Der Grund für die niederländischen Proteste: In 200 Metern (!) Entfernung von dem Maststallriesen befindet sich auf niederländischem Boden das Naturschutz- bzw. FFH-Gebiet Dinkelland in der Gemeinde Beuningen (Foto oben, heutiger Zustand), wissen der NDR und  auch die niederländische Tageszeitung Tubantia. Das  allerdings wäre eine Ungeheuerlichkeit, hätte die deutsche Verwaltung trotz dieses Naturschutzgebiets das Vorhaben genehmigt. Der Vertrag von Aarhus jedenfalls legt für  deutsche Behörden etwas anderes fest. Ganz abgesehen von dieser rechtlichen Seite:  Mit welcher politischen Berechtigung eigentlich will der Grafschafter Landrat Friedrich Kethorn (CDU)  gegen Lärm des neuen Flughafen Enschede protestieren, wenn man gleichzeitig selbst seine Nachbarn nicht beteiligt bzw. ihre Naturschutzrechte mit behördlichen Füßen tritt? Dabei fragt man sich, wie überhaupt das genehmigt werden konnte, was dort in Naturschutzgebietsnähe entstanden ist.

Die deutschen NABU-Naturschützer haben übrigens rechtzeitig gegen die Genehmigung Widerspruch eingelegt. Sie fürchten die hohen Stickstoffbelastungen und damit Schäden für Moore und Heiden. Auch die Belange besonders geschützter Tiere seien nicht berücksichtigt worden. Auf vorangegangene Warnungen habe der Landkreis Grafschaft Bentheim als Genehmigungsbehörde nicht reagiert. Man hoffe, dass von dem Schritt positive Auswirkungen auf andere Genehmigungsverfahren im Landkreis ausgingen, bei denen ähnliche Mängel aufträten, sagte eine NABU-Sprecherin.

(Quelle)

bekannt

22. Oktober 2011

Zu einem zivilen Verkehrsflughafen
soll das ehemals militärische Vliegveld Twente in Enschede (NL) umgebaut werden. So planen es die niederländischen Politiker der Region Twente Overijssel. Wegen der damit für die Anwohner verbundenen Belastungen gibt es viel Protest – auch diesseits der Grenze; denn die Landebahn des „Twente Airport“ beginnt nur ein paar Meter südlich der A1-Autobahnabfahrt Oldenzaal. Startende und landende Flieger befinden sich also in kürzester Zeit auch über Gildehaus, Bad (!) Bentheim, Gronau, Schüttorf oder Nordhorn. Lingen (Ems) liegt gut 30 km Luftlinie entfernt.

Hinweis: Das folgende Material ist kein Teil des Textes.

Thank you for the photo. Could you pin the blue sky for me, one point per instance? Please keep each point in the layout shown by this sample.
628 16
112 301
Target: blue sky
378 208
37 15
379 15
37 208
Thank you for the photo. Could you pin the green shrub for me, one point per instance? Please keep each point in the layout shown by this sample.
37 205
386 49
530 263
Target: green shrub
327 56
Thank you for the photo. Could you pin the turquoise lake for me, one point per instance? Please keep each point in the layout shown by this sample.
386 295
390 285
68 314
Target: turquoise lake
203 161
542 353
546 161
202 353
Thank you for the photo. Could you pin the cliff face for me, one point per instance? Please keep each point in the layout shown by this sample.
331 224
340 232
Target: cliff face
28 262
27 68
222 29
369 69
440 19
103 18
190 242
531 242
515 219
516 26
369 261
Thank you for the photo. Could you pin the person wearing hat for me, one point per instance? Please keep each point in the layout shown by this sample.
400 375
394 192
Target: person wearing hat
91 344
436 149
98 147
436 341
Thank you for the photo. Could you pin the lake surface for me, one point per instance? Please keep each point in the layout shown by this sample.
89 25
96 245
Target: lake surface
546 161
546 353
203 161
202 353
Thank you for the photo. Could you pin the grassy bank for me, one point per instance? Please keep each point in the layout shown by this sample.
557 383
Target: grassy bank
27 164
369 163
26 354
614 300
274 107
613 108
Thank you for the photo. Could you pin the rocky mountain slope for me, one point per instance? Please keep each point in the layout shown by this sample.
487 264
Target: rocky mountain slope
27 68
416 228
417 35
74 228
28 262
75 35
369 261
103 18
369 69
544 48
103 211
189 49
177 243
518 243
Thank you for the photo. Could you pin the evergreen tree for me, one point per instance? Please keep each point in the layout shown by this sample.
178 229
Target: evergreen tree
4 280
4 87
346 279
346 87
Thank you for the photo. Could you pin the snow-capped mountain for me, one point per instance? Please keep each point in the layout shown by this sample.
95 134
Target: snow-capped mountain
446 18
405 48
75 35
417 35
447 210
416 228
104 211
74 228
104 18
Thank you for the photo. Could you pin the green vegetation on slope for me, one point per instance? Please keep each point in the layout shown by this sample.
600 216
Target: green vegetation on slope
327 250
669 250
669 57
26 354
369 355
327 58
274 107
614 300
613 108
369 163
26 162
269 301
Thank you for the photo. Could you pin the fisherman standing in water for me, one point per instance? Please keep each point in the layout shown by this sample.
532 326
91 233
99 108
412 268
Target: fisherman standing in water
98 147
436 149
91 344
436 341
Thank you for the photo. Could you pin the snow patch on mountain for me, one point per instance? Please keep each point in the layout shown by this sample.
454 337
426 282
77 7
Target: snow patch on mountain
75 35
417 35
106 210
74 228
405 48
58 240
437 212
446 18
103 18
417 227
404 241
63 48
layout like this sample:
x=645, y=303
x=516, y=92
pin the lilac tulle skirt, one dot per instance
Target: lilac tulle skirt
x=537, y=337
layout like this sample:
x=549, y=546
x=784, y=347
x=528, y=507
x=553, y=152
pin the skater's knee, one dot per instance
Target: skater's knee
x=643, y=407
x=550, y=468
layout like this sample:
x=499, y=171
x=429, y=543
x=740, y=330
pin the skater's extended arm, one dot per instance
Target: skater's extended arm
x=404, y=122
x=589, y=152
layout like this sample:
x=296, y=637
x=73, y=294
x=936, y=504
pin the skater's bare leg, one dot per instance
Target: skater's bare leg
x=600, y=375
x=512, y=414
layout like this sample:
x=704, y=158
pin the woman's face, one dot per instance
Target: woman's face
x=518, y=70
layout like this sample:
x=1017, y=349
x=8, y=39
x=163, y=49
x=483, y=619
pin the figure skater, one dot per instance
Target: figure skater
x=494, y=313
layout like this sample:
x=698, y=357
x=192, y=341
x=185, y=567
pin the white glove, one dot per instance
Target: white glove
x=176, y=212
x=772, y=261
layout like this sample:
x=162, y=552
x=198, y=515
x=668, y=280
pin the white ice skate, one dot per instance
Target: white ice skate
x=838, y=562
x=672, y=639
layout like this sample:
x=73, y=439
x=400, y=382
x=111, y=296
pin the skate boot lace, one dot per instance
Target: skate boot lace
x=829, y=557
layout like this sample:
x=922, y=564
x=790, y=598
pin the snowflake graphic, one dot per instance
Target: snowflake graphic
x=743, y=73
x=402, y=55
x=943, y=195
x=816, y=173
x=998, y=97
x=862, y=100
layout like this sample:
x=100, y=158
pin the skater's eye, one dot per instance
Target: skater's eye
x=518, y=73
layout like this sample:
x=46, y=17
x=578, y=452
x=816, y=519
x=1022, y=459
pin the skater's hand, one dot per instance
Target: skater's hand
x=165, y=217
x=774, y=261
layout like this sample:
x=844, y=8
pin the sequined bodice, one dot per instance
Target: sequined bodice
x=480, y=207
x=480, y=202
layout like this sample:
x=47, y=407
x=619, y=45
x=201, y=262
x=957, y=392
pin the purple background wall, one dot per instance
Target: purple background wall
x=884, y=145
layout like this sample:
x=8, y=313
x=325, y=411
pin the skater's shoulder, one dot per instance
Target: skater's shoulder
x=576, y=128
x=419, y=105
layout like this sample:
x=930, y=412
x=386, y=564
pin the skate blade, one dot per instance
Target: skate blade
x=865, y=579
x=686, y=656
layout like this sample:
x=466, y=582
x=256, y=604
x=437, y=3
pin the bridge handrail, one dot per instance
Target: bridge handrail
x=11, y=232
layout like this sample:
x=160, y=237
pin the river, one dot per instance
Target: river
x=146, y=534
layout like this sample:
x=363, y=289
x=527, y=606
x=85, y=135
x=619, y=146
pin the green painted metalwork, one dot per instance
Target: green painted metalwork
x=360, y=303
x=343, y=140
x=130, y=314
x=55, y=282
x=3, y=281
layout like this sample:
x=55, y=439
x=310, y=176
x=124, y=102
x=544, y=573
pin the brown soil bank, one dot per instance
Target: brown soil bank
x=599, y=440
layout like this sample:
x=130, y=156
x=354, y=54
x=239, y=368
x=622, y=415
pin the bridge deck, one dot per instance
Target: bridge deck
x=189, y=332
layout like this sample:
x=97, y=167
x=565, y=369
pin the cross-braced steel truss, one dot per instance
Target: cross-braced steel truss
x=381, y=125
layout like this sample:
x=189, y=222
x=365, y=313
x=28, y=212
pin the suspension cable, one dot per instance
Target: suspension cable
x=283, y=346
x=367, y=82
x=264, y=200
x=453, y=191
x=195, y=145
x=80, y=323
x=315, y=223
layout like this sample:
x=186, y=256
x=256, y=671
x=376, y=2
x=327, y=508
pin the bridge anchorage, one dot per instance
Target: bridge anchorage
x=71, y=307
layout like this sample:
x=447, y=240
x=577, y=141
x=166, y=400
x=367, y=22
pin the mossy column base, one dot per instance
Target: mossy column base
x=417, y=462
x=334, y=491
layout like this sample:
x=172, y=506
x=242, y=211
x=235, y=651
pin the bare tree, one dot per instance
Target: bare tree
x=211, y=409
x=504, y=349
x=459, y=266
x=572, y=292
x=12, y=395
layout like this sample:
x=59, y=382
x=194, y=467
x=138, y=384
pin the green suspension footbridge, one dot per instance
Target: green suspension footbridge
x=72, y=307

Gegenwärtig findet die Umweltverträglichkeitsprüfung (UVP) für das Projekt statt. Bedenken und Stellungnahmen können dabei auch  online eingereicht werden – auch von Deutschen. Darauf hat die Bürgerinitiative gegen Flughafen Twente jetzt aufmerksam gemacht. Sie kritisiert dabei, dass das Verfahren nur in den Niederlanden bekannt gegeben worden sei und auch dass die betreffende Internetseite nur in niederländischer Sprache verfügbar sei.

Allerdings ist es in Deutschland regelmäßig genauso (falsch). Außerdem können Einwendungen gegen Großprojekte hierzulande nur in der Landessprache erhoben werden und nicht in jeder Amtssprache der EU, beispielsweise.

Stellungnahmen zur UVP können über die niederländische Internetseite  www.centrumpp.nl abgegeben werden und zwar seit dem 5. Oktober und noch bis zum Mittwoch, 2. November. Später eingehende Einwände bleiben unberücksichtigt. Der Rat der Stadt Gronau  hat sich im Verfahren bereits geäußert und einstimmig den Vorschlag seines Ratsmitglieds Rüdiger Bartels (GAL; Foto lks.) unterstützt, Aussagen zur (fehlenden) grundsätzlichen Notwendigkeit des Flughafens zu machen. Denn schließlich, so Bartels, sei die Untersuchung der sogenannten Null-Variante (Was passiert, wenn das Projekt nicht realisiert wird?) im Zuge von Umweltverträglichkeitsprüfungen durchaus üblich.(mehr…)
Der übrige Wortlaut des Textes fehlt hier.